En el centro donde se encontraba toda la guardia, debía permanecer más a la derecha la caballería austríaca y la reserva de la guardia, pero por circunstancias imprevistas la caballería austríaca no se encontraba en su sitio y la guardia cayó en primera línea. La guardia avanzó a su hora designada con las banderas desplegadas, música, vistiendo ropas extraordinariamente pulcras y guardando un orden ideal, de ensueño. Los colosales tambores mayores moviendo y arrojando al aire sus mazas, marcharon por delante de los músicos, los oficiales de la caballería jinetearon mil caballos, la infantería fue modestamente, como todos los soldados, a sus puestos y marcaban el paso de todos los regimientos que les seguían, al mismo tiempo. El gran príncipe Konstantin Pávlovich con el coleto blanco de caballero de la guardia real y un brillante casco dorado iba al frente de la guardia montada.

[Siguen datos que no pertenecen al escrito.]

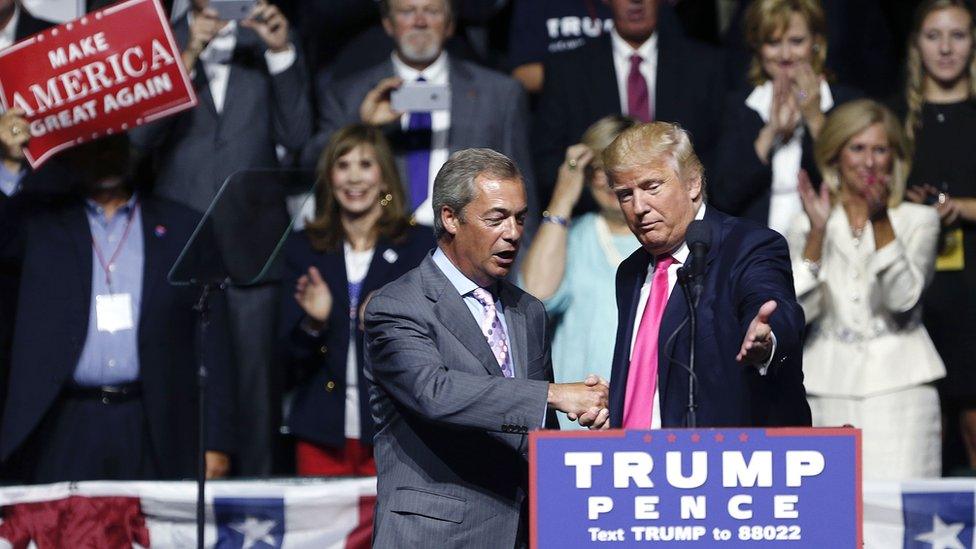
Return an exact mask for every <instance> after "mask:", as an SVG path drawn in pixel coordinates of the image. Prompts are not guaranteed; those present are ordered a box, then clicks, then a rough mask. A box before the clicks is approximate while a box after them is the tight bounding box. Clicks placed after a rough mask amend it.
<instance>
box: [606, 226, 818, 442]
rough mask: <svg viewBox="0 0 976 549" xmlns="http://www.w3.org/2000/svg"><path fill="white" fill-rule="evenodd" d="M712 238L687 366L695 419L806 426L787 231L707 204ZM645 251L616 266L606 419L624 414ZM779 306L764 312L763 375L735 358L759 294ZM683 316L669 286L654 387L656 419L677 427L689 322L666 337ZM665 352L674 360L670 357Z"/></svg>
mask: <svg viewBox="0 0 976 549" xmlns="http://www.w3.org/2000/svg"><path fill="white" fill-rule="evenodd" d="M705 222H706V223H707V224H708V226H709V227H710V229H711V233H712V245H711V248H710V250H709V252H708V256H707V260H706V262H707V264H706V267H705V275H704V276H705V280H704V290H703V292H702V297H701V301H700V303H699V306H698V315H697V317H696V318H697V320H698V322H697V325H698V334H697V342H696V343H697V344H696V346H695V364H696V367H695V373H696V375H697V379H698V383H697V393H696V394H697V402H698V409H697V416H698V426H699V427H724V426H736V427H753V426H757V427H758V426H779V425H791V426H795V425H805V426H809V425H810V422H811V419H810V408H809V406H808V405H807V401H806V391H805V390H804V388H803V330H804V325H805V323H804V317H803V309H801V308H800V305H799V304H798V303H797V301H796V294H795V293H794V290H793V274H792V271H791V269H790V255H789V250H788V248H787V245H786V240H785V239H784V238H783V237H782V236H780V235H779V234H778V233H776V232H774V231H772V230H770V229H766V228H762V227H759V226H757V225H755V224H753V223H751V222H749V221H745V220H742V219H738V218H735V217H729V216H727V215H725V214H723V213H721V212H719V211H718V210H716V209H714V208H708V209H707V210H706V211H705ZM650 260H651V257H650V254H648V252H647V251H646V250H644V248H640V249H638V250H637V251H636V252H634V253H633V254H632V255H631V256H630V257H628V258H627V259H625V260H624V261H623V263H621V264H620V267H619V268H618V270H617V310H618V311H619V312H618V321H617V344H616V347H615V348H614V353H613V366H612V371H611V374H610V423H611V425H612V426H613V427H620V426H621V425H622V423H623V410H624V399H625V397H626V390H627V374H628V370H629V368H630V342H631V339H632V336H633V330H634V316H635V314H636V311H637V305H638V301H639V299H640V290H641V286H642V285H643V283H644V280H645V279H646V277H647V269H648V265H649V264H650ZM770 299H775V300H776V303H777V309H776V311H775V312H774V313H773V315H772V317H771V318H770V322H771V325H772V329H773V333H774V334H775V336H776V351H775V354H774V355H773V359H772V363H771V365H770V367H769V370H768V372H767V373H766V375H765V376H760V375H759V372H758V370H757V369H756V368H754V367H753V366H749V365H745V364H741V363H738V362H736V360H735V357H736V354H737V353H738V352H739V348H740V347H741V345H742V339H743V338H744V337H745V334H746V331H747V330H748V328H749V324H750V322H752V319H753V318H754V317H755V316H756V313H757V312H758V311H759V307H760V306H761V305H762V304H763V303H765V302H766V301H767V300H770ZM687 316H688V306H687V304H686V302H685V299H684V295H683V293H682V291H681V288H680V287H678V286H675V288H674V290H673V291H672V292H671V296H670V298H669V299H668V304H667V308H666V309H665V311H664V316H663V318H662V319H661V329H660V335H659V339H658V341H659V342H660V347H659V350H658V353H659V354H658V391H659V394H660V404H661V410H660V414H661V426H662V427H665V428H668V427H684V426H685V411H686V409H687V402H688V379H689V376H688V374H687V373H686V372H685V371H684V370H683V368H682V367H681V366H680V365H679V364H687V363H688V355H689V349H690V342H689V338H690V335H689V328H688V326H687V325H685V326H684V327H683V328H682V329H681V331H680V332H679V334H678V336H677V337H676V338H675V340H674V343H673V344H672V345H670V346H666V345H665V343H666V342H667V340H668V338H669V337H670V336H671V334H672V332H674V331H675V330H676V329H677V328H678V327H679V326H680V325H681V324H682V322H683V321H684V319H685V318H686V317H687ZM669 356H673V358H674V360H673V361H672V360H670V359H669Z"/></svg>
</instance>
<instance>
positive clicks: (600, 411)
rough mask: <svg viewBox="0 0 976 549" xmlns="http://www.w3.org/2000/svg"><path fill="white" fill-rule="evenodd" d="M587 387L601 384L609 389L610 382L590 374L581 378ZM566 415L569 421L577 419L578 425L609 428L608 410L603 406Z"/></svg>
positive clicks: (609, 411) (594, 407) (590, 408)
mask: <svg viewBox="0 0 976 549" xmlns="http://www.w3.org/2000/svg"><path fill="white" fill-rule="evenodd" d="M583 384H584V385H586V386H587V387H595V386H597V385H602V386H604V387H606V388H607V390H608V391H609V389H610V383H609V382H608V381H607V380H605V379H603V378H602V377H600V376H598V375H596V374H590V375H588V376H586V379H584V380H583ZM566 417H568V418H569V419H570V421H578V422H579V424H580V426H582V427H589V428H590V429H592V430H603V429H609V428H610V410H609V409H608V408H605V407H600V406H594V407H591V408H590V409H589V410H586V411H585V412H583V413H581V414H575V413H568V414H566Z"/></svg>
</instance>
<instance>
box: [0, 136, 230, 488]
mask: <svg viewBox="0 0 976 549" xmlns="http://www.w3.org/2000/svg"><path fill="white" fill-rule="evenodd" d="M63 160H64V161H65V162H64V165H63V166H61V168H64V167H67V168H69V170H70V171H64V170H63V169H62V170H60V172H59V166H57V165H54V166H51V167H50V168H47V167H45V168H44V169H41V170H40V171H38V172H32V173H30V174H28V175H27V177H31V178H34V177H36V178H51V177H54V178H72V179H75V180H76V181H75V182H76V184H77V185H78V188H80V190H81V191H82V193H83V197H82V198H81V199H78V198H74V199H68V200H66V201H64V202H63V203H62V204H59V205H57V206H54V207H50V208H45V209H43V210H38V211H36V212H34V213H33V214H32V215H31V218H30V219H29V220H28V222H27V223H26V227H25V231H24V234H23V244H22V246H23V247H22V250H23V264H22V271H21V273H22V276H21V285H20V292H19V299H18V307H17V318H16V324H15V330H14V338H13V348H12V352H11V368H10V382H9V387H8V394H7V400H6V402H5V405H4V413H3V419H2V424H0V459H2V460H3V461H4V462H5V463H6V464H7V465H8V466H9V467H11V469H10V470H12V471H16V472H15V474H14V476H15V478H17V479H18V480H21V481H26V482H38V483H44V482H57V481H66V480H72V481H75V480H92V479H119V480H127V479H151V478H185V477H189V476H192V475H193V472H194V470H195V467H194V465H195V463H196V458H195V456H196V442H195V441H196V430H195V428H194V427H195V425H196V399H195V395H196V392H195V387H196V385H195V371H196V367H195V365H196V358H195V343H194V337H195V326H196V315H195V313H194V311H193V305H194V303H195V301H196V295H195V294H196V290H194V289H193V288H179V287H174V286H170V285H169V284H168V283H167V281H166V273H167V271H168V270H169V268H170V266H171V265H172V264H173V263H174V261H175V260H176V258H177V257H178V255H179V253H180V251H181V250H182V248H183V245H184V243H185V242H186V241H187V240H188V238H189V236H190V234H191V233H192V231H193V229H194V228H195V227H196V225H197V222H198V221H199V216H198V215H197V214H194V213H193V212H192V211H191V210H189V209H188V208H186V207H183V206H179V205H177V204H175V203H171V202H168V201H164V200H159V199H155V198H151V197H148V196H143V195H141V194H138V193H134V192H133V187H132V185H131V182H130V179H129V177H128V167H129V144H128V140H127V139H126V138H125V136H115V137H110V138H107V139H103V140H100V141H96V142H93V143H89V144H86V145H83V146H81V147H78V148H76V149H72V150H69V151H68V152H66V153H64V154H63ZM191 259H192V258H191ZM224 314H225V313H224V304H223V302H222V301H220V300H215V303H214V304H213V311H212V327H211V328H210V330H209V333H210V335H211V337H210V338H209V341H207V342H206V348H205V349H204V353H205V354H206V357H207V361H208V365H209V367H210V373H211V376H210V380H209V385H208V389H209V395H210V403H209V404H210V405H209V406H208V410H207V435H208V436H207V449H208V450H209V451H208V452H207V455H206V458H207V473H208V475H209V476H212V477H213V476H223V475H225V474H226V473H227V472H228V469H229V464H230V460H229V453H230V452H231V451H232V449H233V441H232V438H233V437H232V436H231V433H232V432H233V428H234V425H233V412H234V410H233V408H234V406H233V397H232V393H231V391H230V390H229V389H230V376H229V371H228V368H229V367H230V363H229V361H228V360H226V356H225V355H226V350H227V348H226V344H227V341H226V339H227V338H226V324H225V319H224Z"/></svg>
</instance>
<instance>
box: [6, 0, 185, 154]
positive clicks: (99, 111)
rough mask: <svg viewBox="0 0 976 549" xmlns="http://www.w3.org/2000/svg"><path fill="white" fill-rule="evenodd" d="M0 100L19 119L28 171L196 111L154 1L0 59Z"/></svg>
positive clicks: (177, 53)
mask: <svg viewBox="0 0 976 549" xmlns="http://www.w3.org/2000/svg"><path fill="white" fill-rule="evenodd" d="M0 100H2V102H3V107H4V109H9V108H11V107H13V108H17V109H20V110H22V111H24V114H25V117H26V119H27V121H28V124H29V128H30V133H31V139H30V141H29V143H28V146H27V149H26V150H25V154H26V156H27V160H28V161H29V162H30V164H31V166H34V167H36V166H38V165H40V164H41V163H43V162H44V161H45V160H46V159H48V158H49V157H50V156H51V155H53V154H55V153H56V152H58V151H61V150H63V149H66V148H68V147H71V146H72V145H77V144H79V143H83V142H85V141H88V140H91V139H97V138H98V137H100V136H103V135H105V134H111V133H114V132H124V131H126V130H128V129H129V128H130V127H133V126H137V125H140V124H145V123H147V122H151V121H153V120H156V119H159V118H163V117H165V116H168V115H170V114H173V113H176V112H179V111H181V110H184V109H188V108H190V107H193V106H194V105H196V103H197V99H196V95H195V94H194V93H193V86H192V83H191V81H190V79H189V78H188V77H187V75H186V71H185V70H184V68H183V63H182V61H181V60H180V54H179V50H178V49H177V47H176V42H175V41H174V40H173V35H172V32H171V31H170V27H169V24H168V23H167V21H166V15H165V13H164V12H163V9H162V8H161V7H160V5H159V2H158V1H156V0H128V1H125V2H119V3H117V4H114V5H111V6H109V7H106V8H104V9H101V10H97V11H95V12H92V13H89V14H87V15H84V16H82V17H81V18H79V19H76V20H74V21H69V22H67V23H64V24H62V25H58V26H56V27H53V28H50V29H48V30H45V31H43V32H40V33H38V34H35V35H33V36H30V37H28V38H26V39H24V40H22V41H20V42H18V43H16V44H14V45H12V46H10V47H9V48H6V49H4V50H3V51H0Z"/></svg>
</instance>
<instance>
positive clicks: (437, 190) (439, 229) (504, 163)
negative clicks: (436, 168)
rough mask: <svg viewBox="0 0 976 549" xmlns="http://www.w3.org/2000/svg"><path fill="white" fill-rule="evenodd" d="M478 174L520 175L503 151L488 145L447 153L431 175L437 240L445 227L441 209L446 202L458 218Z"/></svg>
mask: <svg viewBox="0 0 976 549" xmlns="http://www.w3.org/2000/svg"><path fill="white" fill-rule="evenodd" d="M481 175H487V176H489V177H493V178H498V179H519V180H521V179H522V172H520V171H519V169H518V166H516V165H515V163H514V162H512V160H511V159H510V158H508V157H507V156H505V155H504V154H502V153H500V152H496V151H493V150H491V149H464V150H461V151H458V152H456V153H454V154H452V155H451V157H450V158H448V159H447V162H445V163H444V165H443V166H442V167H441V169H440V171H438V172H437V177H435V178H434V192H433V196H432V197H431V206H432V207H433V209H434V237H435V238H437V239H438V240H440V239H441V238H442V237H443V236H444V235H445V234H447V231H446V230H445V229H444V223H443V221H441V209H443V208H444V206H447V207H448V208H450V209H451V210H452V211H454V213H455V215H457V216H458V218H459V219H460V220H461V221H464V207H465V206H467V205H468V204H470V203H471V201H472V200H474V198H475V194H477V188H476V187H475V180H476V179H478V177H479V176H481Z"/></svg>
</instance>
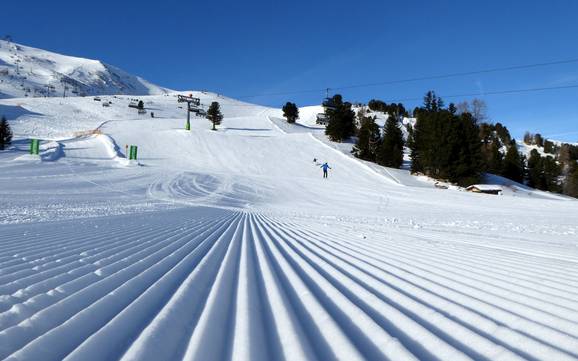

La guardia pasó a través de arroyos en el Walk-mulle y se detuvo siguiendo una versta en dirección a Blazowitz donde ya debía encontrarse el príncipe Lichtenstein. Ante la guardia se divisaron ejércitos que al principio fueron tomados por los nuestros por la columna del príncipe Lichtenstein. El tsesarévich dispuso a la infantería de la guardia en dos líneas con la extensión del frente: en la primera estaban los regimientos de Preobrazhenski y de Seménov, teniendo al frente de la compañía de artillería del medio, precisamente al gran príncipe Mijaíl Pávlovich, en la segunda, se encontraban el regimiento de Izmáilov y el batallón de cazadores de la guardia. En el flanco derecho de los batallones había dos cañones. Detrás de la infantería estaban dispuestos los leiv-húsares y la guardia montada. Según la disposición, delante de la guardia debía encontrarse la caballería austríaca. Cuando de pronto, de las tropas que se divisaba adelante y que habían sido tomadas por austríacas, voló una bala que desconcertó a todo el destacamento de la guardia y a su mando el gran príncipe. Las tropas que se veían delante no eran nuestras, sino del enemigo, que no solo disparaba sino que había tomado la ofensiva directamente contra la guardia, que no se encontraba moralmente preparada para la acción. Allí, en el centro, exactamente esas mismas circunstancias fatales pero imprevisibles hicieron que la caballería austríaca, debiendo encontrarse frente a la guardia, tuviera que alejarse dado que el emplazamiento en el que estaba colocada, lleno de hoyos y barrancos, impedía la actuación de la caballería y a consecuencia de ello la guardia entró en batalla inesperada e imprevisiblemente y a pesar del brillante ataque del batallón Preobrazhenski y de los caballeros de la guardia real, como dice la historia bélica, esta tuvo que batirse en retirada muy pronto por el mismo camino por el que desde Pratzen se retiraban otras columnas.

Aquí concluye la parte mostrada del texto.